- Faith & Family
New job creation and unemployment numbers were released for October 2011 and they are extremely encouraging and positive. The state saw 9,500 new jobs created while unemployment was down from 10.6 to 10.3 percent. Compared to last year, the state’s numbers are improving and Governor Rick Scott and his administration can take credit for a good job.
Based on the numbers in October, the state has reached a significant milestone in creating over 100,000 jobs. For 13 months, the state of Florida has enjoyed positive job growth in the public sector. The tourist industry in 2011 has generated 40,000 new leisure and hospitality jobs, compared to last year. The governor is correct in his analysis of job creation in Florida and he should be commended. When he took office the unemployment rate was 12 percent — in 10 months that rate has fallen to 10.3 percent. He and his staff are moving things in the right direction.
Many of the governor’s critics refuse to acknowledge the positive achievements of his administration because economic forecasters predicted that Florida’s job growth in the next 10 years would be 1 million jobs. But many of the governor’s critics forget that the wrong plan and moves by the administration can force things to go in the wrong direction.
Everyone in the state is concerned with the decline of jobs in the construction industry and the public sector.

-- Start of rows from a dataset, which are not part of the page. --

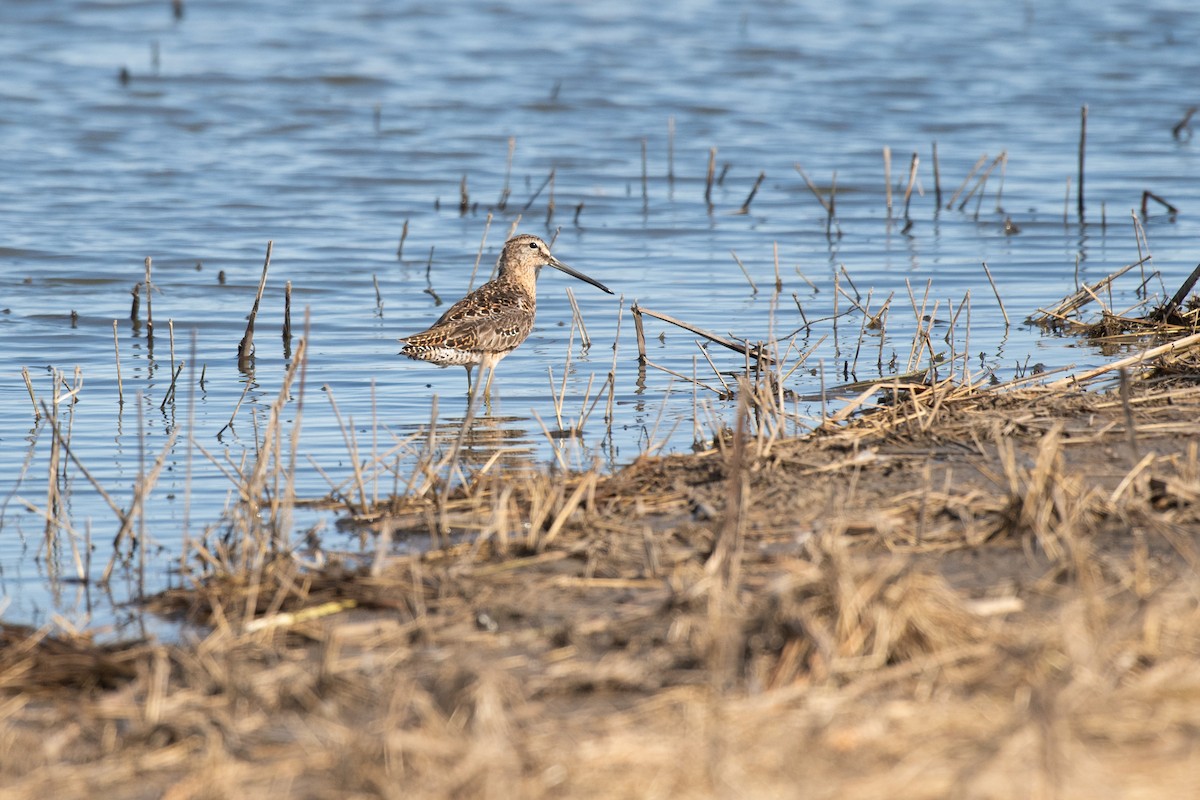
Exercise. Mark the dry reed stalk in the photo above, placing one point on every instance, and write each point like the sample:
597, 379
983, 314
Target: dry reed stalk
29, 386
887, 179
534, 196
637, 329
996, 292
737, 260
981, 184
1086, 294
1083, 148
400, 247
779, 282
577, 319
117, 354
479, 254
937, 179
1150, 196
708, 179
149, 305
1179, 346
246, 347
508, 175
909, 187
966, 180
745, 206
754, 353
646, 194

The construction industry has lost 11,600 jobs and the government has lost 8,600 jobs this year. There is a need for more development in the state and more people need to move to the state.

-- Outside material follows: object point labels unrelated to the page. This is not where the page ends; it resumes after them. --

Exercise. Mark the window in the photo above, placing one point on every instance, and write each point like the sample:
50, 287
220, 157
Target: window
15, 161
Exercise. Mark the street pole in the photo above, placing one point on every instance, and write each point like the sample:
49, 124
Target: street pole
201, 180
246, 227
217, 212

Nevertheless, tourism was a winner this year, because last year there was negative information about the oil spill that negatively impacted vacation plans for some to Florida. The state’s tourism authority reported a 5.1 percent increase this year in the entire state, and in certain resort areas the increase was in double-digit numbers. The Sunshine State is beginning to percolate as visitors come and are spending money.
In October, the governor unveiled his job creation and economic growth agenda — designed to streamline regulations and create jobs needed to get Floridians back to work. Let’s see if it works.